Daniel Radcliffe and Carol Kane in “Unbreakable Kimmy Schmidt: Kimmy vs. The Reverend”

Courtesy of Netflix

Each choice pops up as an option on the bottom of the screen and a narrowing purple line indicates how much time you have to choose. While you consider which path to take the characters might make goofy faces at each other, or they could toss a variety of casual witticisms into the fray. The former has a way of disrupting the show’s rapid comedic rhythms (especially as the choices stack up), while the latter is more in line with Fey and Carlock’s improv sensibilities (even if they aren’t appropriate for every scene). After you make a choice, “Kimmy” seamlessly pivots to the new path between cuts and you’re off!

“Kimmy vs. The Reverend” isn’t afraid to stop and start over, using doomsday scenes and direct-to-camera speeches to inform the viewer they made a bad choice and ask them to try again. For instance, when Kimmy and Titus (Tituss Burgess, who makes a meal out of many great gags) head out of state in search of another bunker filled with kidnapped women, you have to choose whether they wait 4,000 minutes for an Uber to pick them up from the airport or walk the 12 miles into town. The “right” choice is obvious, but if you make them wait, in spite of Kimmy’s pleas and Titus’ complaints, the scene cuts to their driver pulling up two months later next to two decomposing skeletons. Then you’re sent back to make the “right” choice, but in this instance if you choose to make them wait again, you’ll get a different scene set years in the future where a robot army discovers Kimmy and Titus’ bones as they wipe out the rest of humanity.

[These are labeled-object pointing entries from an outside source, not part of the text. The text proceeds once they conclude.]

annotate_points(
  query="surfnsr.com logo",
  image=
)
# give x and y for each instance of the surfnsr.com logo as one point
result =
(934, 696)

Tituss Burgess in “Unbreakable Kimmy Schmidt: Kimmy vs. The Reverend”

Courtesy of Netflix

Other dead-ends simply see a random character walk into frame and explain why you have to go back, but no matter the explanation “Kimmy vs. The Reverend” quickly encourages bad choices. Not only do you get to see more of what Fey and Carlock created, but you get to see slight yet appreciated variations on scenes. Sometimes there are bonuses built into the cutbacks, like — after making the wrong choice as Kimmy talks to Reverend Richard Wayne Gary Wayne (an enthusiastic if slightly too rounded Jon Hamm) — when Hamm gives two different, both great impersonations of a stereotypical New Yorker. (Yes, it has to do with bagels.) Other gems come out of a series of wrong choices, most notably during the special’s climactic moment between Kimmy and the Reverend. (If you do your worst to Ol’ Wayne you’ll get more Hamm.)

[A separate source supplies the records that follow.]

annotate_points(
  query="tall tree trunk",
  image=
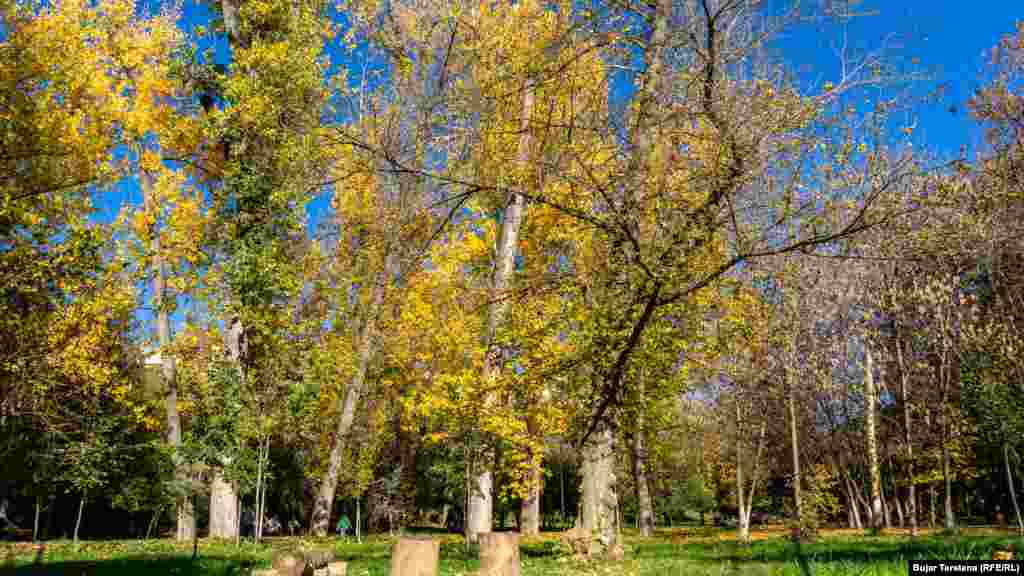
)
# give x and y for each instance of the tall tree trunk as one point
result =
(478, 518)
(353, 393)
(744, 498)
(932, 498)
(1010, 486)
(795, 447)
(223, 507)
(911, 511)
(39, 505)
(899, 510)
(599, 503)
(885, 506)
(870, 401)
(529, 511)
(947, 497)
(78, 519)
(408, 448)
(640, 479)
(854, 506)
(168, 372)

To complain that parts of this special don’t make sense might seem beside the point — nothing about a special where you, the real person at home, gets to tell a fictional character what to do, carries any real logic — but when timelines don’t match up or potentially powerful moments are quickly disposed of, it undermines any substantial impact the special might otherwise carry. “Kimmy vs. The Reverend” isn’t “Unbreakable Kimmy Schmit: The Movie.” It’s too light, too silly, and too unconcerned with characters you once cared about to be taken as the actual ending to a vaunted series. But it’s not trying to be a movie, and it’s not trying to replace the ending Fey and Carlock already provided or reexamine Kimmy’s tragic past; it’s just offering a good time in a way few other TV shows can, matching its madcap creative spirit to a format that allows every joke to have a home.

Grade: B-

“Unbreakable Kimmy Schmidt: Kimmy vs. The Reverend” is now streaming on Netflix.